Florent resta tout pale, avec l'horreur de l'image evoquee par la poissonniere. Son souvenir d'amour tombait au charnier. Il ne lui pardonna pas cette brutalite atroce, qui mit, des lors, dans l'adorable capote de soie, la machoire saillante, les yeux beants d'un squelette. Quand la Normande le plaisantait sur cette dame " qui avait couche avec lui, au coin de la rue Vivienne, " il devenait brutal, il la faisait taire d'un mot presque grossier.
Mais ce qui frappa surtout la belle Normande dans ces revelations, ce fut qu'elle s'etait trompee en croyant enlever un amoureux a la belle Lisa. Cela diminuait son triomphe, si bien qu'elle en aima moins Florent pendant huit jours. Elle se consola avec l'histoire de l'heritage. La belle Lisa ne fut plus une begueule, elle fut une voleuse qui gardait le bien de son beau-frere, avec des mines hypocrites pour tromper le monde. Chaque soir, maintenant, pendant que Muche copiait les modeles d'ecriture, la conversation tombait sur le tresor du vieux Gradelle.
-A-t-on jamais vu l'idee du vieux! disait la poissonniere en riant. Il voulait donc le saler son argent, qu'il l'avait mis dans un saloir!... Quatre-vingt-cinq mille francs, c'est une jolie somme, d'autant plus que les Quenu ont sans doute menti; il y avait peut-etre le double, le triple... Ah bien, c'est moi qui exigerais ma part, et vite!

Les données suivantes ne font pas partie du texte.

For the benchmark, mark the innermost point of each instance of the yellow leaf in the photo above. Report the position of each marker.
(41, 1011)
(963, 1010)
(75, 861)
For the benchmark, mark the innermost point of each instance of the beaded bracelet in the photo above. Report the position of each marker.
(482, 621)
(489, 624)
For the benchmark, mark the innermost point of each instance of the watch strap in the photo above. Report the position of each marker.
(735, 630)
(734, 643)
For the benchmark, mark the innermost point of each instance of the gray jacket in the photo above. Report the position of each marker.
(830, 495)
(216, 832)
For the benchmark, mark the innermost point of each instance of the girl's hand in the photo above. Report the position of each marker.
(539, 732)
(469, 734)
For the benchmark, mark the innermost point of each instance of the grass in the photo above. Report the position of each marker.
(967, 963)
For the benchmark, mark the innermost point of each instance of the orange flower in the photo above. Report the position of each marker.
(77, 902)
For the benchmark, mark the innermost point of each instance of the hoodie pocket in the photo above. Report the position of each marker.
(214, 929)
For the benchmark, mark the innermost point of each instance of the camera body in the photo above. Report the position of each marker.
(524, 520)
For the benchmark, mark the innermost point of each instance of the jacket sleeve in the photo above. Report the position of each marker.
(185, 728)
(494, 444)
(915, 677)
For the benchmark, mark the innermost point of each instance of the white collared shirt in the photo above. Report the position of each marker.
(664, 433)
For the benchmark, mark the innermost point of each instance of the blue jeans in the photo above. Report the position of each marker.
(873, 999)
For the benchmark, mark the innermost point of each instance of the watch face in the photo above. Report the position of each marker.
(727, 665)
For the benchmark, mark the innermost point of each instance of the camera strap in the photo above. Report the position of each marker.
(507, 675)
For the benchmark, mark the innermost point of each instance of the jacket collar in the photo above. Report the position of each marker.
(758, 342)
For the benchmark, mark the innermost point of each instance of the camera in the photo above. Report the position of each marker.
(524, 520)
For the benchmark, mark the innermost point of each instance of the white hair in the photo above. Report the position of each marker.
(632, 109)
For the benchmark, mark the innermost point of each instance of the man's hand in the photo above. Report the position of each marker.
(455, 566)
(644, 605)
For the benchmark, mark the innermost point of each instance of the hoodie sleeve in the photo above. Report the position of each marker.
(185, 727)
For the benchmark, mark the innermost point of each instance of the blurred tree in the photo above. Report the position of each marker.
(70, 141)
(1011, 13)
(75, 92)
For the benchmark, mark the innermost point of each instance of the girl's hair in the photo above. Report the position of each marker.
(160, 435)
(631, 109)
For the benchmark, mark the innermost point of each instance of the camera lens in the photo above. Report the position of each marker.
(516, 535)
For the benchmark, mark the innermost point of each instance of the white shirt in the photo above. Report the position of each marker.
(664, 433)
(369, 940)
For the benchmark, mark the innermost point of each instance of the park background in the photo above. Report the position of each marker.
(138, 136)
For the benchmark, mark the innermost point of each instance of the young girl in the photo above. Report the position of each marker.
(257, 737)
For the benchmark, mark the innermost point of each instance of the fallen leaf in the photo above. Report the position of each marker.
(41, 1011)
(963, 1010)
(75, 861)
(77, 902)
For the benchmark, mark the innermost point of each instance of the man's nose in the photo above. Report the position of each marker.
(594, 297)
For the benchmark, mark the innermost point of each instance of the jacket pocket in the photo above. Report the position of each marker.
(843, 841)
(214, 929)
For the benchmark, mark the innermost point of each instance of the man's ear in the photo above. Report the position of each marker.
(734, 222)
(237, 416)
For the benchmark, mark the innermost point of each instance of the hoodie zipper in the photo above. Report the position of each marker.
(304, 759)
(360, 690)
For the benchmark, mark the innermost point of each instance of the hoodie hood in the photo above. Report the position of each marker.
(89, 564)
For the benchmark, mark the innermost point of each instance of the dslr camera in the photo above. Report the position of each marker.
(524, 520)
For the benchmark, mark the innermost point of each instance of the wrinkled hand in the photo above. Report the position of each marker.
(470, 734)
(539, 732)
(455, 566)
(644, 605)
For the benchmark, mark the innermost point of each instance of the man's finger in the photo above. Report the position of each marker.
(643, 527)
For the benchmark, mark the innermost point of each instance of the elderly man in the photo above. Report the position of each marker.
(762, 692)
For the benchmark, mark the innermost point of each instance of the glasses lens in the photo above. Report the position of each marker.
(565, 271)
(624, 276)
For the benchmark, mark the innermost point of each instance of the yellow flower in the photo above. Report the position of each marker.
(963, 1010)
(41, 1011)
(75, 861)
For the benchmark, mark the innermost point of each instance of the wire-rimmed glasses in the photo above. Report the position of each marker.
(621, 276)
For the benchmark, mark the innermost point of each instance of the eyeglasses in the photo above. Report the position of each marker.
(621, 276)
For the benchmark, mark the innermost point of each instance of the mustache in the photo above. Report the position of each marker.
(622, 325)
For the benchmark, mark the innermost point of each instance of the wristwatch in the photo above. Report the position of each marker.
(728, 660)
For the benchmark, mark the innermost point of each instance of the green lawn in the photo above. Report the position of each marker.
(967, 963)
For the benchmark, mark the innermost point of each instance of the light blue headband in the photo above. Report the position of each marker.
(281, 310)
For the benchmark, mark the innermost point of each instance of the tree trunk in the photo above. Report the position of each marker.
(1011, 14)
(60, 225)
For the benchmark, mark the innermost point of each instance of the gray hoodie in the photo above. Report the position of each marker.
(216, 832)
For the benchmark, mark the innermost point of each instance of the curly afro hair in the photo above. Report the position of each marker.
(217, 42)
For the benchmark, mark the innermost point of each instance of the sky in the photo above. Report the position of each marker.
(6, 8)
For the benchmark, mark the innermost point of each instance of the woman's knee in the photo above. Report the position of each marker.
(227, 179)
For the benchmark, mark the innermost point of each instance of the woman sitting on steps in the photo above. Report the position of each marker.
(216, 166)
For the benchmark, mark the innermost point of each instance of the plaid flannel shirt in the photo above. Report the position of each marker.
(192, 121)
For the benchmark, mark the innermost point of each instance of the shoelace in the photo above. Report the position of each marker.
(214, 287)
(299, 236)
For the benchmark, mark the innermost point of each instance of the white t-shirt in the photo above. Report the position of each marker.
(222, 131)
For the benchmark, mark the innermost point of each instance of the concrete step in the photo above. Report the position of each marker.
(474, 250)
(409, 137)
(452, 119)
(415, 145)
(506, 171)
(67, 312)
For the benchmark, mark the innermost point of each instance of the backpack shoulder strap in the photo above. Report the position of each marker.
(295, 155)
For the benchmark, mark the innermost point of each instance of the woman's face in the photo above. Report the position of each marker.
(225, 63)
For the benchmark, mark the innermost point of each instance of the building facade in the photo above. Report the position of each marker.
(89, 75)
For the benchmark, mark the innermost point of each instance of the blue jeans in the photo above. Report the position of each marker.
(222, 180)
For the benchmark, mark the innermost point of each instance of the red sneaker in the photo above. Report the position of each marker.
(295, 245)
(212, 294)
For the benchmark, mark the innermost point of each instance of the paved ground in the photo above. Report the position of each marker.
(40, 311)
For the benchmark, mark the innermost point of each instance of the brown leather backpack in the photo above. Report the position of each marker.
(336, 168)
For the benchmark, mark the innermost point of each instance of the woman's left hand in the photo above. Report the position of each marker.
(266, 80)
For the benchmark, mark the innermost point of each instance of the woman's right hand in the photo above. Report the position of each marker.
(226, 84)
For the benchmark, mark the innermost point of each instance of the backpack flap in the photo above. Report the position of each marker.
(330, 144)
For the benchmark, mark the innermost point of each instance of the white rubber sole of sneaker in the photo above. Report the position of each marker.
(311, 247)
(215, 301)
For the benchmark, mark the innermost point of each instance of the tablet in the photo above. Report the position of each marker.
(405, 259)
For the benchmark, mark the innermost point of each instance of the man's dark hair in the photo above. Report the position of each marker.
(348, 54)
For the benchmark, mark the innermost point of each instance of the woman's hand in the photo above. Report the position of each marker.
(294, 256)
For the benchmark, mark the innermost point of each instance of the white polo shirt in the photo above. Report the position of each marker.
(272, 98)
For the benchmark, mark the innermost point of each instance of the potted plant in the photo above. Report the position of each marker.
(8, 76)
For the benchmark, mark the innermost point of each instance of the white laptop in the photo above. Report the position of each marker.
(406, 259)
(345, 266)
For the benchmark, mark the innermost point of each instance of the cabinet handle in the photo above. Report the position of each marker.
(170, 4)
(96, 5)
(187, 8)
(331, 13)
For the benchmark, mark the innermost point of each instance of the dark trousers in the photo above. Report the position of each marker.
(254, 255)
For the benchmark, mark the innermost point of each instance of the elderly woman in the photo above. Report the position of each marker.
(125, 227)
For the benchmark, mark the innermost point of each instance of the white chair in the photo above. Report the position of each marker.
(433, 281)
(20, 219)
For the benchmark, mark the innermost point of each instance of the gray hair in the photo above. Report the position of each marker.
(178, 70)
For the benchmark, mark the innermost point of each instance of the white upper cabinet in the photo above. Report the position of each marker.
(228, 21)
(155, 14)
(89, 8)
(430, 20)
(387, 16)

-Je n'ai besoin de rien, repetait toujours Florent. Je le saurais seulement pas ou le mettre, cet argent.
Alors elle s'emportait:
-Tenez, vous n'etes pas un homme. Ca fait pitie... Vous ne comprenez donc pas que les Quenu se moquent de vous. La grosse vous passe le vieux linge et les vieux habits de son mari. Je ne dis pas cela pour vous blesser, mais enfin tout le monde s'en apercoit... Vous avez la un pantalon, raide de graisse, que le quartier a vu au derriere de votre frere pendant trois ans... Moi, a votre place, je leur jetterais leurs guenilles a la figure, et je ferais mon compte. C'est quarante-deux mille cinq cents francs, n'est-ce pas? Je ne sortirais pas sans mes quarante-deux mille cinq cents francs.
Florent avait beau lui expliquer que sa belle-soeur lui offrait sa part, qu'elle la tenait a sa disposition, que c'etait lui qui n'en voulait pas. Il entrait dans les plus petits details, tachait de la convaincre de l'honnetete des Quenu.
-Va-t-en voir s'ils viennent, Jean! chantait-elle d'une voix ironique. Je la connais, leur honnetete. La grosse la plie tous les matins dans son armoire a glace, pour ne pas la salir.... Vrai, mon pauvre ami, vous me faites de la peine. C'est plaisir que de vous dindonner, au moins. Vous n'y voyez pas plus clair qu'un enfant de cinq ans... Elle vous le mettra, un jour, dans la poche, votre argent, et elle vous le reprendra. Le tour n'est pas plus malin a jouer. Voulez-vous que j'aille reclamer votre du, pour voir? Ca serait drole, je vous en reponds. J'aurais le magot ou je casserais tout chez eux, ma parole d'honneur.
-Non, non, vous ne seriez pas a votre place, se hatait de dire Florent effraye. Je verrai, j'aurai peut-etre besoin d'argent bientot.
Elle doutait, elle haussait les epaules, en murmurant qu'il etait bien trop mou. Sa continuelle preoccupation fut ainsi de le jeter sur les Quenu-Gradelle, employant toutes les armes, la colere, la raillerie, la tendresse. Puis, elle nourrit un autre projet. Quand elle aurait epouse Florent, ce serait elle qui irait gifler la belle Lisa, si elle ne rendait pas l'heritage. Le soir, dans son lit, elle en revait tout eveillee: elle entrait chez la charcutiere, s'asseyait au beau milieu de la boutique, a l'heure de la vente, faisait une scene epouvantable. Elle caressa tellement ce projet, il finit par la seduire a un tel point, qu'elle se serait mariee uniquement pour aller reclamer les quarante-deux mille cinq cents francs du vieux Gradelle.